I'm sure this has a very "duh" answer, but it never occurred to me before and now it's really bothering me. Add it to the long list of things I never questioned about math until I started teaching it.

Consider the piece-wise function {x^2 if x<0; x^2 + 1 if x>=0}. The function is discontinuous at x=0, therefore the derivative does not exist. But the derivative is a limit, and a limit will exist as long as the right and left hand sides are equal. For this function, the left hand derivative is equal to the right hand derivative since both are zero, so doesn't this mean the limit and therefore the derivative exists? I'm trying to think of an argument based on real analysis, but it's been about 15 years since I took the class and I'm a little rusty. I need an explanation I can give to high school students.
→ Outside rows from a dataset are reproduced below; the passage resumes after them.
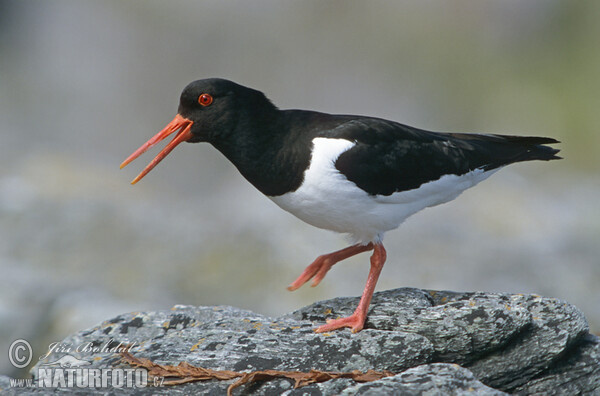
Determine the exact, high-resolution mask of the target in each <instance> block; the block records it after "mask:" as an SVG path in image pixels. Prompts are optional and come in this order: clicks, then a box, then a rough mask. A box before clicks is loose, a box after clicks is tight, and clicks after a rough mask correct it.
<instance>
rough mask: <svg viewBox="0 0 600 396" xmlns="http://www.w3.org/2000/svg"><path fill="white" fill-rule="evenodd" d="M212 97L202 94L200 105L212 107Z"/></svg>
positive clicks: (199, 100)
mask: <svg viewBox="0 0 600 396" xmlns="http://www.w3.org/2000/svg"><path fill="white" fill-rule="evenodd" d="M212 100H213V99H212V96H211V95H210V94H202V95H200V96H198V103H200V104H201V105H202V106H205V107H206V106H210V104H211V103H212Z"/></svg>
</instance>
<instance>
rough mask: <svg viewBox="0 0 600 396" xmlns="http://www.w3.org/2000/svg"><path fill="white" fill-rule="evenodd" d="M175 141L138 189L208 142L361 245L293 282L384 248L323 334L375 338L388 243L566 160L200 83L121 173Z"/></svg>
mask: <svg viewBox="0 0 600 396" xmlns="http://www.w3.org/2000/svg"><path fill="white" fill-rule="evenodd" d="M173 133H175V136H174V138H173V139H172V140H171V141H170V142H169V143H168V144H167V145H166V146H165V147H164V148H163V149H162V151H160V152H159V154H158V155H156V157H155V158H154V159H153V160H152V161H151V162H150V163H149V164H148V165H147V166H146V168H145V169H144V170H143V171H142V172H141V173H140V174H139V175H138V176H137V177H136V178H135V179H133V181H132V182H131V184H135V183H137V182H138V181H139V180H141V179H142V178H143V177H144V176H145V175H146V174H147V173H148V172H150V171H151V170H152V169H153V168H154V167H155V166H156V165H157V164H158V163H159V162H160V161H162V160H163V159H164V158H165V157H166V156H167V155H168V154H169V153H170V152H171V151H172V150H173V149H174V148H175V147H176V146H177V145H179V144H180V143H182V142H189V143H197V142H207V143H210V144H211V145H212V146H214V147H215V148H216V149H217V150H218V151H220V152H221V153H222V154H223V155H224V156H225V157H226V158H227V159H228V160H229V161H230V162H232V163H233V165H234V166H235V167H236V168H237V169H238V170H239V172H240V173H241V174H242V176H243V177H244V178H245V179H246V180H248V181H249V182H250V183H251V184H252V185H254V187H256V188H257V189H258V190H259V191H260V192H262V193H263V194H264V195H266V196H267V197H268V198H269V199H271V200H272V201H273V202H274V203H275V204H277V205H278V206H279V207H281V208H282V209H284V210H286V211H288V212H290V213H292V214H293V215H295V216H296V217H298V218H299V219H301V220H303V221H305V222H306V223H308V224H311V225H313V226H315V227H318V228H322V229H326V230H331V231H335V232H338V233H342V234H345V235H346V236H347V237H348V238H349V239H350V241H351V245H350V246H349V247H347V248H345V249H341V250H338V251H335V252H333V253H328V254H323V255H321V256H319V257H317V259H316V260H315V261H314V262H312V264H310V265H309V266H308V267H306V269H305V270H304V271H303V272H302V273H301V274H300V276H299V277H298V278H297V279H296V280H295V281H294V282H292V283H291V284H290V285H289V286H288V289H289V290H290V291H292V290H296V289H298V288H299V287H300V286H302V285H303V284H305V283H306V282H308V281H310V280H311V279H312V286H316V285H318V284H319V283H320V282H321V281H322V280H323V278H324V277H325V275H326V274H327V272H328V271H329V270H330V269H331V267H332V266H333V265H335V264H336V263H338V262H340V261H342V260H345V259H347V258H349V257H352V256H354V255H357V254H359V253H362V252H368V251H372V253H371V257H370V270H369V274H368V278H367V282H366V285H365V288H364V291H363V293H362V296H361V298H360V301H359V303H358V306H357V307H356V309H355V311H354V312H353V313H352V314H351V315H350V316H348V317H343V318H337V319H329V320H327V322H326V323H325V324H323V325H321V326H319V327H317V328H316V329H315V331H316V332H318V333H323V332H331V331H334V330H338V329H342V328H348V327H349V328H350V330H351V331H352V332H354V333H355V332H358V331H360V330H362V329H363V327H364V325H365V321H366V317H367V314H368V310H369V305H370V303H371V298H372V296H373V292H374V290H375V286H376V284H377V280H378V278H379V275H380V273H381V270H382V268H383V265H384V263H385V261H386V256H387V253H386V250H385V248H384V246H383V237H384V234H385V233H386V232H387V231H391V230H393V229H396V228H397V227H399V226H400V224H401V223H402V222H403V221H404V220H406V219H407V218H408V217H409V216H411V215H413V214H415V213H417V212H419V211H421V210H423V209H425V208H427V207H431V206H435V205H439V204H442V203H445V202H448V201H451V200H453V199H455V198H456V197H457V196H459V195H460V194H461V193H462V192H463V191H465V190H466V189H468V188H471V187H473V186H475V185H476V184H478V183H479V182H481V181H483V180H485V179H487V178H488V177H489V176H491V175H492V174H493V173H495V172H496V171H498V170H499V169H501V168H503V167H504V166H506V165H509V164H512V163H515V162H522V161H532V160H543V161H548V160H556V159H561V157H559V156H557V155H556V154H557V153H558V152H559V151H560V150H559V149H556V148H553V147H550V146H548V144H554V143H560V142H559V141H558V140H556V139H553V138H549V137H535V136H511V135H496V134H478V133H450V132H431V131H427V130H423V129H418V128H414V127H411V126H408V125H404V124H401V123H398V122H395V121H389V120H385V119H382V118H375V117H368V116H362V115H339V114H328V113H323V112H317V111H308V110H297V109H290V110H281V109H279V108H278V107H276V106H275V105H274V104H273V102H272V101H271V100H269V99H268V98H267V97H266V96H265V94H263V93H262V92H260V91H258V90H255V89H252V88H248V87H245V86H242V85H239V84H237V83H235V82H232V81H229V80H226V79H221V78H207V79H201V80H197V81H194V82H192V83H190V84H188V85H187V86H186V87H185V88H184V90H183V92H182V93H181V97H180V102H179V108H178V113H177V115H176V116H175V118H174V119H173V120H172V121H171V122H170V123H169V124H168V125H167V126H166V127H165V128H164V129H163V130H161V131H160V132H159V133H158V134H156V135H155V136H153V137H152V138H151V139H150V140H148V141H147V142H146V143H145V144H143V145H142V146H141V147H140V148H138V149H137V150H136V151H134V152H133V153H132V154H131V155H130V156H129V157H128V158H127V159H126V160H125V161H123V163H122V164H121V168H123V167H124V166H126V165H127V164H129V163H130V162H131V161H133V160H134V159H136V158H138V157H139V156H140V155H142V154H143V153H144V152H146V151H147V150H148V149H150V148H151V147H153V146H154V145H156V144H157V143H159V142H161V141H163V140H164V139H166V138H167V137H168V136H170V135H172V134H173Z"/></svg>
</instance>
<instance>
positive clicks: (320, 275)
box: [288, 243, 373, 291]
mask: <svg viewBox="0 0 600 396" xmlns="http://www.w3.org/2000/svg"><path fill="white" fill-rule="evenodd" d="M371 249H373V244H372V243H369V244H367V245H352V246H350V247H347V248H345V249H342V250H338V251H337V252H333V253H329V254H324V255H322V256H319V257H317V259H316V260H315V261H313V263H312V264H311V265H309V266H308V267H306V269H305V270H304V271H303V272H302V274H300V276H299V277H298V279H296V280H295V281H294V282H292V284H291V285H289V286H288V290H289V291H293V290H296V289H298V288H299V287H300V286H302V285H303V284H305V283H306V282H308V281H309V280H310V279H311V278H312V277H314V278H315V279H314V280H313V282H312V284H311V286H312V287H315V286H316V285H318V284H319V283H320V282H321V281H322V280H323V278H324V277H325V274H327V271H329V269H330V268H331V267H333V265H334V264H335V263H337V262H339V261H342V260H345V259H347V258H348V257H352V256H354V255H357V254H359V253H362V252H366V251H367V250H371Z"/></svg>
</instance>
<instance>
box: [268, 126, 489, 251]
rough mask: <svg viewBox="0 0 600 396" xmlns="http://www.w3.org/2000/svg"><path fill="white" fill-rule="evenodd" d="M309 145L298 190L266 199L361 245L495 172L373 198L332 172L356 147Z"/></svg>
mask: <svg viewBox="0 0 600 396" xmlns="http://www.w3.org/2000/svg"><path fill="white" fill-rule="evenodd" d="M312 142H313V151H312V157H311V162H310V166H309V167H308V169H307V170H306V171H305V173H304V181H303V183H302V185H301V186H300V187H299V188H298V189H297V190H296V191H293V192H290V193H287V194H284V195H281V196H277V197H269V198H270V199H271V200H273V202H275V203H276V204H277V205H279V206H280V207H281V208H282V209H284V210H287V211H288V212H290V213H292V214H293V215H295V216H296V217H298V218H299V219H301V220H303V221H305V222H307V223H308V224H311V225H313V226H315V227H319V228H324V229H328V230H332V231H337V232H341V233H347V234H349V235H350V237H351V239H352V240H353V241H354V242H360V243H368V242H372V241H373V242H377V241H380V240H381V239H382V238H383V234H384V233H385V232H386V231H389V230H393V229H395V228H397V227H398V226H399V225H400V224H401V223H402V222H403V221H404V220H406V218H408V217H409V216H411V215H412V214H414V213H417V212H418V211H420V210H422V209H424V208H426V207H428V206H434V205H439V204H441V203H444V202H448V201H451V200H452V199H454V198H456V197H457V196H458V195H460V193H461V192H463V191H464V190H466V189H468V188H470V187H472V186H474V185H475V184H477V183H479V182H480V181H482V180H484V179H486V178H487V177H489V176H490V175H491V174H492V173H494V172H495V171H496V170H497V169H494V170H492V171H483V170H481V169H476V170H474V171H472V172H469V173H467V174H464V175H461V176H457V175H445V176H443V177H442V178H440V179H438V180H435V181H432V182H429V183H425V184H423V185H421V186H419V188H416V189H414V190H409V191H404V192H398V193H394V194H392V195H388V196H384V195H375V196H372V195H369V194H367V193H366V192H365V191H363V190H361V189H360V188H358V186H357V185H356V184H354V183H353V182H351V181H349V180H347V179H346V177H345V176H344V175H343V174H341V173H340V172H339V171H338V170H337V169H336V168H335V161H336V160H337V158H338V157H339V156H340V155H341V154H342V153H343V152H345V151H347V150H349V149H350V148H352V147H353V146H354V144H355V143H353V142H351V141H349V140H345V139H330V138H321V137H320V138H315V139H313V141H312Z"/></svg>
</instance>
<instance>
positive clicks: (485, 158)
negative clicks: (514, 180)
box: [451, 133, 562, 170]
mask: <svg viewBox="0 0 600 396" xmlns="http://www.w3.org/2000/svg"><path fill="white" fill-rule="evenodd" d="M451 135H452V136H453V137H455V138H458V140H460V141H462V142H464V143H466V145H469V146H471V148H472V149H475V150H473V151H471V155H472V156H473V157H477V159H476V160H475V161H476V162H479V163H480V164H481V165H483V166H481V165H480V166H481V167H482V168H483V169H485V170H489V169H494V168H498V167H500V166H504V165H508V164H512V163H514V162H522V161H534V160H541V161H550V160H555V159H562V157H559V156H558V155H556V154H557V153H558V152H559V151H560V150H559V149H555V148H553V147H549V146H546V144H556V143H560V142H559V141H558V140H556V139H553V138H548V137H537V136H510V135H484V134H470V133H469V134H463V133H456V134H454V133H453V134H451ZM465 148H466V147H465Z"/></svg>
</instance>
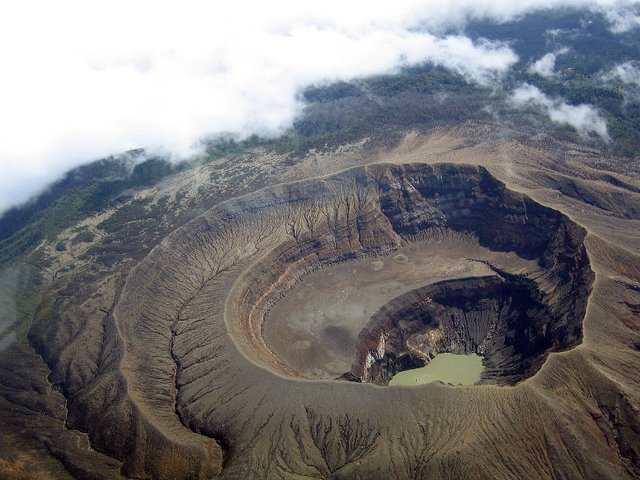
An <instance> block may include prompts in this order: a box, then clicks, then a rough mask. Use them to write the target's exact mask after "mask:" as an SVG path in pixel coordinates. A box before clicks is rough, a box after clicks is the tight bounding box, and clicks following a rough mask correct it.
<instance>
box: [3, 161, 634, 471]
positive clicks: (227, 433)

## Simple calculus question that is bugging me -answered,thanks

### Simple calculus question that is bugging me -answered,thanks

Last edited by boo78 on Tue Oct 22, 2013 4:09 pm, edited 1 time in total.

### Re: Simple calculus question that is bugging me

Just look at the definition of the derivative.

$$f^\prime(x)=\lim_{h \rightarrow 0} \frac{f(x+h) - f(x)}{h}.$$

$$\lim_{h \rightarrow 0^+} \frac{f(h) - f(0)}{h} = \lim_{h \rightarrow 0^+}\frac{h^2+1 - 1}{h} = \lim_{h \rightarrow 0^+}h = 0,$$

but

$$\lim_{h \rightarrow 0^-} \frac{f(h) - f(0)}{h} = \lim_{h \rightarrow 0^-} \frac{h^2 - 1}{h} = \lim_{h \rightarrow 0^-} h - \frac{1}{h} = \lim_{h \rightarrow 0^-} - \frac{1}{h} = +\infty,$$

so the derivative does not exist at $$x=0$$.

$$f^\prime(x)=\lim_{h \rightarrow 0} \frac{f(x+h) - f(x)}{h}.$$

$$\lim_{h \rightarrow 0^+} \frac{f(h) - f(0)}{h} = \lim_{h \rightarrow 0^+}\frac{h^2+1 - 1}{h} = \lim_{h \rightarrow 0^+}h = 0,$$

but

$$\lim_{h \rightarrow 0^-} \frac{f(h) - f(0)}{h} = \lim_{h \rightarrow 0^-} \frac{h^2 - 1}{h} = \lim_{h \rightarrow 0^-} h - \frac{1}{h} = \lim_{h \rightarrow 0^-} - \frac{1}{h} = +\infty,$$

so the derivative does not exist at $$x=0$$.

### Re: Simple calculus question that is bugging me

Yeah, I was thinking it over just now on my way home and that came to me. I was thinking in terms of finding the derivative function, not the derivative at a specific point. I knew it didn't exist, but it's like those funky "find what's wrong with this" arguments, like pi=4. Like I said, it was a "duh", and it always seems with those that the answer occurs to me right after I ask. I think my brain is still a bit fried after the test Saturday.

### Re: Simple calculus question that is bugging me

For function have derivative at a point, it is necessary that the function must be continuous at that point. Your function is obviously not continuous at 0. So, it can't have a derivative at that point.

### Re: Simple calculus question that is bugging me -answered,thanks

Yeah, I knew it didn't exist. I was just having a brain-fart. What got me tripped up was that just because the limit of a limit exists doesn't mean the limit itself exists, if that makes any sense to anyone other than me. For those of you about to become TAs, a cautionary note: Nothing will make you feel like more of an idiot than trying to teach something you think you know really well. 6 years of teaching has taught me that lesson well.